Onun yerine yatırıma yöneltip, yatırımla karşılamak lazım. Nitekim dünyada artık yapılan son ihalelerde, en son Hollanda’da yapıldı, bunu görüyoruz. Ülkeler artık bunun bir lüks olmadığının bir temel ihtiyaç olduğunun, ekonominin kalkınması için çok gerekli olduğunun farkında. Yaymak için de ihale bedellerini düşük tutup yatırımı teşvik ediyorlar. Yani ben ihale bedellerini düşük alacağım, sen yatırım yap, yeter ki; Türkiye’nin her yerine 5G’yi götür” mesajları verdi.
“Yatırım atağına ihtiyaç var”
Bu noktada söze giren Vodafone Türkiye İcra Kurulu Başkan Yardımcısı Hasan Süel, sabit internet altyapısında yaşanan sorunlara işaret etti. “Türkiye’de sabit telekomünikasyon hizmetlerinde yaşanan yatırım ve erişim sıkıntılarından dolayı ülkemizin ihtiyacı olan internet tam olarak her lokasyonda istenen hızla, istenen kalitede verilemiyor” diyen Süel, sözlerini şöyle sürdürdü: “Keşke mobilde olan rekabet sabitte de olsa diye temenni ediyoruz.

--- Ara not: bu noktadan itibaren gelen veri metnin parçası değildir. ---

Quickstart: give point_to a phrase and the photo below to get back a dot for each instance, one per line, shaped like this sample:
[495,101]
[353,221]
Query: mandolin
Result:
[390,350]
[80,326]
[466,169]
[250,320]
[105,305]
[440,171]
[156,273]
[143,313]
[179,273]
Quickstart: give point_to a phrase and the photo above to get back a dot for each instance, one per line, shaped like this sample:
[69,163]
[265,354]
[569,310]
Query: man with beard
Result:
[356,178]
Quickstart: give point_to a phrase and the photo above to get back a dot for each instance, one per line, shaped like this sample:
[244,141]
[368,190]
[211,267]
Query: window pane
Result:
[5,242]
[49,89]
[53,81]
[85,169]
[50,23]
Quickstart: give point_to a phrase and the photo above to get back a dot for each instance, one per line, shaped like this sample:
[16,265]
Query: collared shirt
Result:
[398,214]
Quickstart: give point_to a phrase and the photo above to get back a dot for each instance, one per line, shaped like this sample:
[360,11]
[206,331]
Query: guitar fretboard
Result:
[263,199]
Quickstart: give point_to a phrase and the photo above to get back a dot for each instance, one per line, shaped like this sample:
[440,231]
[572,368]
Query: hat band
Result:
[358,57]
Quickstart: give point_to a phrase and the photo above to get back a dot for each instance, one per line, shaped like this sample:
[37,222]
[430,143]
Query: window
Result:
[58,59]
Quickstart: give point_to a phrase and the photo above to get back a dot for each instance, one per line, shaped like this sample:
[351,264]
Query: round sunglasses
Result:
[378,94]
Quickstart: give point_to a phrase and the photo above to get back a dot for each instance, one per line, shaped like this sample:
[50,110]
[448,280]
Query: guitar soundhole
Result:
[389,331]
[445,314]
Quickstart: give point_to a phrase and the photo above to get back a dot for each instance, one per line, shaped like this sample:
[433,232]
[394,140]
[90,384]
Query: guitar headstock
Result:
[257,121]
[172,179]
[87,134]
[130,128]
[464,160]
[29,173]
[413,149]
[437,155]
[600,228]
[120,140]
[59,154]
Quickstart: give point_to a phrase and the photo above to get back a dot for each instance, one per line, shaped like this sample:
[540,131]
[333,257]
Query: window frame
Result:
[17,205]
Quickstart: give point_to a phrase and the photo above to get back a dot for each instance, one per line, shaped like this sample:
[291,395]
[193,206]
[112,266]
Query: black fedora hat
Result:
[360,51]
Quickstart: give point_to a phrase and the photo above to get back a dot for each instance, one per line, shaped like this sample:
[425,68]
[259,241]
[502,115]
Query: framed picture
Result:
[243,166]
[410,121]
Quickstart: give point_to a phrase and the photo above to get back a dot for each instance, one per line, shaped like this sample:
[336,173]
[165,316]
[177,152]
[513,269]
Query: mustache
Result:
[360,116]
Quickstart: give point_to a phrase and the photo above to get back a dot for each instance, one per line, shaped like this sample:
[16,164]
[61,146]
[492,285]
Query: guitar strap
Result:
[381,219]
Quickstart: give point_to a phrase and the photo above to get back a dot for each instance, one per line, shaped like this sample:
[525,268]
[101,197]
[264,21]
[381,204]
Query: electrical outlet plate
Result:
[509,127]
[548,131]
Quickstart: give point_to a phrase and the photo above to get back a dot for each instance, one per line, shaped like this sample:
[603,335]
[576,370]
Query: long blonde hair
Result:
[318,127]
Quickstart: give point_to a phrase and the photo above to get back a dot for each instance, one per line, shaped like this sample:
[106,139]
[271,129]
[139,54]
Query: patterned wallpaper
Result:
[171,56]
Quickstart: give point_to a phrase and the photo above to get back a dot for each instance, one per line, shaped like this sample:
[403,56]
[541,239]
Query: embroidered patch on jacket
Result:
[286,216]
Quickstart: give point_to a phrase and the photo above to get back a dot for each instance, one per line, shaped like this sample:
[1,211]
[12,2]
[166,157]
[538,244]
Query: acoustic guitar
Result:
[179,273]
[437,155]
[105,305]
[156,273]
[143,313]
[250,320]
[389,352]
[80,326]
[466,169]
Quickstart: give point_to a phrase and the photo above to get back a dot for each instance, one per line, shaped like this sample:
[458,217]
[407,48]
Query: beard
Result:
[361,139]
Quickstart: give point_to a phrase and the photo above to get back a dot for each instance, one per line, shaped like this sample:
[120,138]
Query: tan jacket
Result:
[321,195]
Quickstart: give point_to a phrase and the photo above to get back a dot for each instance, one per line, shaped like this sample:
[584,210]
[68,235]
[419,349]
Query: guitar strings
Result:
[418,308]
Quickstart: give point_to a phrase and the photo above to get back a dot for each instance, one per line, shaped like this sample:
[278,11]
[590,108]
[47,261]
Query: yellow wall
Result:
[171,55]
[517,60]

Türkiye’nin bir eşgüdümlü, ortak bakış açılı, akılcıl bir yatırım atağına ihtiyacı var. Bugün, bir binanın önünü üç kere kazarak internet getirmek rasyonel değil.”
Türkiye’deki her haneye ve her kuruma fiber internet götürmek
istediklerini ifade eden Engin Aksoy da, altyapı konusundaki sıkıntıları şu sözlerle ifade etti: “Türk Telekom’un içerisinde iki tane şirket var. Bir TT Mobil var, bir Türk Telekom var. Biz diyoruz ki, altyapı şirketi ayrılsın, ayrı bir şirket olsun….Fiberi tek bir firma yapabiliyor. Dolayısıyla bir şirketin kapasitesi de belli bir yere kadar yeterli oluyor. Bugün Türkiye’de bakarsanız yüzde 50’ye varan bir fiber ulaştırıyor ama gerçeğe bakarsanız; Türkiye’de 26 milyon hane vardır ama 40 milyon yaşam birimi var. Bunların üçte birine fiber ulaşabiliyor. Ve biz bu hızla gidersek, 2040’ları falan geçeceğiz. ”
2026’da 5.5G’ye geçeceğiz
Türkiye’de başta İstanbul Havalimanı olmak üzere 34 noktada 5G kullanılıyor. 2025’te ihale yapılırsa 2026’da 5G’ye geçeceğiz. Vodafone CEO’su Engin Aksoy, “Biz 5.5G’yi yapacağız. Vodafone’un lansmanını yapacağı 5G Advanced aslında 5.5G teknolojisi” dedi.
Vodafone Türkiye İcra Kurulu Başkan Yardımcısı Hasan Süel ise, “Baz istasyonlarımızı da 5G’de fiber teknolojisiyle birbirine bağlamamız lazım. Dolayısıyla sabitte yapılacak bir reformla bir 5G yatırımı Türkiye için doğru reçetedir. Ama eğer burada sadece mobil ihale yapıp, sabitte herhangi bir yatırım reformu yapılmayıp, bugünkü şartların 15 ya da daha fazla yıl uzatılması şeklinde bir karar alınırsa, ki endişemiz bu. Bu hem mobile zarar olacaktır hem mobilin lisans bedellerini etkileyecektir, hem yatırım iştahını, yatırım miktarlarını etkileyecektir. En kötüsü, ülkenin, vatandaşının ihtiyacı olan hizmeti geciktirecektir. Kalitesini düşürecektir” görüşlerini öne sürdü.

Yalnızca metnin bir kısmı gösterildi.